Here are some of the changes, new tools and integrations, and new views in both the open source KNIME Analytics Platform and commerical KNIME Server.
You can download KNIME Analytics Platform 4.0 here.
- KNIME Database Extension
- Machine Learning
- AWS ML Services Integration
- Plotly Integration
- Duplicate Row Filter (per community request!)
- Simplified Kerberos Support
- Remote Workflow Editor
- Scheduling Improvements
- Workflow Pinning (Distributed Executors)
- Properties Editor
- Create User Directories on First Login
- Permissions for Individual Users
- Changes to Java Runtime and KNIME Analytics Platform Upgrade Procedure
- Community Extensions
- API Changes
See the full list of changes in the changelog.
You’ve probably seen the new KNIME Hub by now - the place for finding KNIME workflows, nodes, and components, as well as solutions to your data science challenges. With KNIME Analytics Platform 4.0, we’ve released a bunch of exciting new features!
- Share workflows and components publicly with the entire KNIME community yourself. Simply create an account or use your existing KNIME account and log in to the newly added My-KNIME-Hub Mountpoint from KNIME Analytics Platform 4.0.
- Browse KNIME extensions on the KNIME Hub and quickly learn about all nodes of an extension and explore related workflows to find examples on how to use this extension.
- Drag and drop nodes or install extensions from the KNIME Hub into your running KNIME Analytics Platform workbench. Nodes will show up in your workflow and missing extensions will automatically be discovered and installed.
- Search the KNIME Hub from within KNIME Analytics Platform. Simply type in any search query and hit enter. This opens a browser window and displays results in the KNIME Hub.
Learn more about the new features of KNIME Hub here.
KNIME Analytics Platform
In this release, components replace and enhance wrapped metanodes as building blocks containing sub-workflows. Components encapsulate and abstract functionality and are really KNIME nodes that you create with a KNIME workflow. They can have their own dialog and their own sophisticated, interactive views. Components can be reused in your own workflows, shared with others via KNIME Server or the KNIME Hub, or represent web pages in an Analytical Application. This blog post provides more detail, and you can check out the EXAMPLES Mountpoint in KNIME Analytics Platform for a first set of components for you to use in your own workflows.

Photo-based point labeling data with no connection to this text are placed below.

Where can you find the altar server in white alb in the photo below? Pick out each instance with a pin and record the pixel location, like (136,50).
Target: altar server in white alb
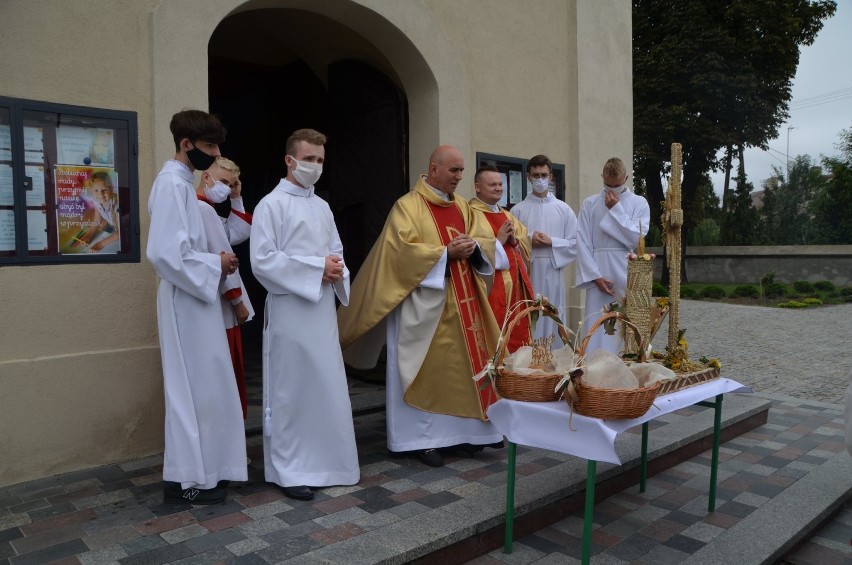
(611,222)
(296,253)
(205,436)
(552,226)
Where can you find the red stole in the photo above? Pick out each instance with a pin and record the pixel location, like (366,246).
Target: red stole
(521,288)
(449,222)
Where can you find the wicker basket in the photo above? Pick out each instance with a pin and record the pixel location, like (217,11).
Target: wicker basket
(610,403)
(687,380)
(529,388)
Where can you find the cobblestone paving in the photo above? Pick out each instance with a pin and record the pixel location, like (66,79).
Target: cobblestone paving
(115,514)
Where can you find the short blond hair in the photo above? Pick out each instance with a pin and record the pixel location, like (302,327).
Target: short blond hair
(309,135)
(228,165)
(614,168)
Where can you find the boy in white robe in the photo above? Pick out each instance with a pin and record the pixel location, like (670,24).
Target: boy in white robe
(296,254)
(552,226)
(204,433)
(609,228)
(216,184)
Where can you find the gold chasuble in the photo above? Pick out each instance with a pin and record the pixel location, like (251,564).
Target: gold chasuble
(447,336)
(513,284)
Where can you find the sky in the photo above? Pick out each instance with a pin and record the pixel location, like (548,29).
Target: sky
(821,105)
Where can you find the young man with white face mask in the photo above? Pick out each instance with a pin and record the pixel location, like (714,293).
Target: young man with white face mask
(215,185)
(553,228)
(296,254)
(205,442)
(611,223)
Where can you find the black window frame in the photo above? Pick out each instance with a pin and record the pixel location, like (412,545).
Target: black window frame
(78,116)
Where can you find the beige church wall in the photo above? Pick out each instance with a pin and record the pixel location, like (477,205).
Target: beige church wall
(80,375)
(80,378)
(552,78)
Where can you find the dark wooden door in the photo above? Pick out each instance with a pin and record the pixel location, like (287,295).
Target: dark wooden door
(367,153)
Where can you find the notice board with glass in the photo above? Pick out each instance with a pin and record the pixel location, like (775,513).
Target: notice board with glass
(68,184)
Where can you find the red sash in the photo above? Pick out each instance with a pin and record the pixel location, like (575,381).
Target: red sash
(499,299)
(449,222)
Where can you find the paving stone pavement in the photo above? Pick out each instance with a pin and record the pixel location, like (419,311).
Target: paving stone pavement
(115,514)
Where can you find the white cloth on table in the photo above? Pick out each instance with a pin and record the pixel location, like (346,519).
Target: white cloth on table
(546,424)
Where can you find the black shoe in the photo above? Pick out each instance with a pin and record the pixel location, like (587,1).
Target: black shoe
(299,493)
(431,457)
(173,494)
(468,449)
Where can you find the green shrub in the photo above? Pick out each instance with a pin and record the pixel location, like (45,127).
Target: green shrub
(792,304)
(712,291)
(705,233)
(745,291)
(687,291)
(803,287)
(774,289)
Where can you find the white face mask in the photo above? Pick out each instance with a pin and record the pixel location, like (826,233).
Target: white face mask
(306,173)
(541,185)
(218,192)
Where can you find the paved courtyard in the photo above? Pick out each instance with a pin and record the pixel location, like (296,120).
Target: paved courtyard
(798,359)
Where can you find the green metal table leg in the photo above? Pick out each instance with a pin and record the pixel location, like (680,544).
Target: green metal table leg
(714,462)
(510,500)
(588,522)
(643,469)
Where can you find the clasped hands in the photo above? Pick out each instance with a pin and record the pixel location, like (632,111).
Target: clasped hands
(461,247)
(230,263)
(506,233)
(333,269)
(541,240)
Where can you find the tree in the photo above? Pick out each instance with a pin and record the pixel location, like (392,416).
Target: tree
(831,206)
(786,202)
(711,74)
(742,225)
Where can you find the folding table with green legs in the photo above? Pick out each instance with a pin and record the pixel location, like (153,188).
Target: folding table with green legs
(546,425)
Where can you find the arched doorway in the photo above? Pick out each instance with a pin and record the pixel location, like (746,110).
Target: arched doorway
(265,83)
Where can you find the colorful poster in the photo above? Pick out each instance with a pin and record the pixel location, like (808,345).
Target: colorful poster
(87,216)
(85,146)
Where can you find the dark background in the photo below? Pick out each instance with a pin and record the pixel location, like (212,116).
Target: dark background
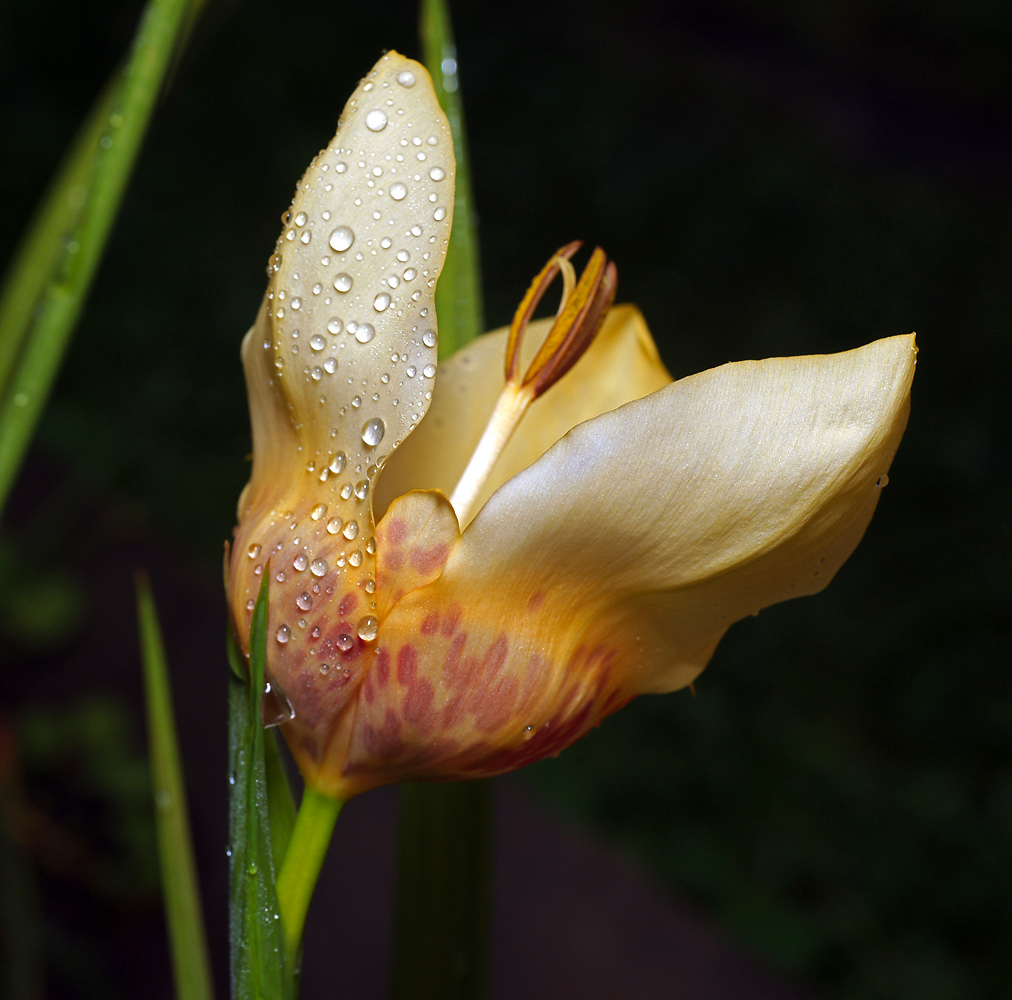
(771,178)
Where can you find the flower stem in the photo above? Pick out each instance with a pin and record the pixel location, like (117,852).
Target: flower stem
(301,868)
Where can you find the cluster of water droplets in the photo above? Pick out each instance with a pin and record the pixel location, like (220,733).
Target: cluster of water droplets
(352,338)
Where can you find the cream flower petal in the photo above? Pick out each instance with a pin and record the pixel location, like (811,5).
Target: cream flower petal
(620,365)
(612,566)
(340,366)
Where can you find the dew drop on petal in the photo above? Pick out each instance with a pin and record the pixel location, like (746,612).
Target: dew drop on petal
(368,629)
(341,239)
(372,431)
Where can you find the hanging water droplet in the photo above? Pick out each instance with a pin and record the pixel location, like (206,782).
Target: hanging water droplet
(341,239)
(368,629)
(372,431)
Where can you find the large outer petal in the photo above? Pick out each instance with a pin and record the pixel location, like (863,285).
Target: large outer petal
(613,565)
(362,245)
(620,365)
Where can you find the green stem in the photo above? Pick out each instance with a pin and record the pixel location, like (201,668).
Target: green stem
(301,868)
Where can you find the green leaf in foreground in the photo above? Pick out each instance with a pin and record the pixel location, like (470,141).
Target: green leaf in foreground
(187,940)
(259,963)
(53,269)
(458,294)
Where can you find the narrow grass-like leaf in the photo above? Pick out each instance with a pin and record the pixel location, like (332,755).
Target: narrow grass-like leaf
(458,294)
(187,940)
(54,267)
(260,967)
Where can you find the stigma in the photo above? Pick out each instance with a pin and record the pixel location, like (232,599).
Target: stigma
(582,309)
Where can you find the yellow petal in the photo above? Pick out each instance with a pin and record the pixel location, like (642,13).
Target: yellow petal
(612,566)
(340,366)
(620,365)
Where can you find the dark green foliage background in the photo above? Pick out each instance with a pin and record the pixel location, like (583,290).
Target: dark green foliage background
(771,178)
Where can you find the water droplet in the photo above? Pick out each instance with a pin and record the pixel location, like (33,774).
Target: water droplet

Performance has been a major focus of this release. KNIME Analytics Platform 4.0 and KNIME Server 4.9 use system resources in the form of memory, CPU cores, and disk space much more liberally and sensibly. Specifically, they:
- attempt to hold recently used tables in-memory when possible
- use advanced file compression algorithms for cases when tables can’t be held in-memory
- parallelize most of a node’s data handling workload
- use an updated garbage collection algorithm that operates concurrently and leads to fewer freezes
- utilize an updated version of the Parquet columnar table store that leverages nodes accessing only individual columns or rows
As a result, you should notice considerable speedups of factors two to ten in your day-to-day workflow execution when working with native KNIME nodes. To make the most of these performance gains, we recommend you provide KNIME with sufficient memory via your knime.ini file. See the FAQ for details on how to do this.
KNIME Database Extension
The new database extension has graduated from the KNIME Labs and is ready for use in production. We've tried hard to incorporate a lot of your feedback (thanks!), so if you liked the existing framework, then you will love the new one. Visually interacting with your favorite database from within KNIME Analytics Platform is now easier than ever. Some highlights include:
- Flexible type mapping framework
- Improved database schema handling
- Flexible driver management
- Improved connection management
- Streaming support of all reader and writer nodes
- Advanced SQL editor with syntax highlighting code completion and query preview
We’ve added lots of neat features around new machine learning functionality for model interpretation, automation, and a number of new algorithms.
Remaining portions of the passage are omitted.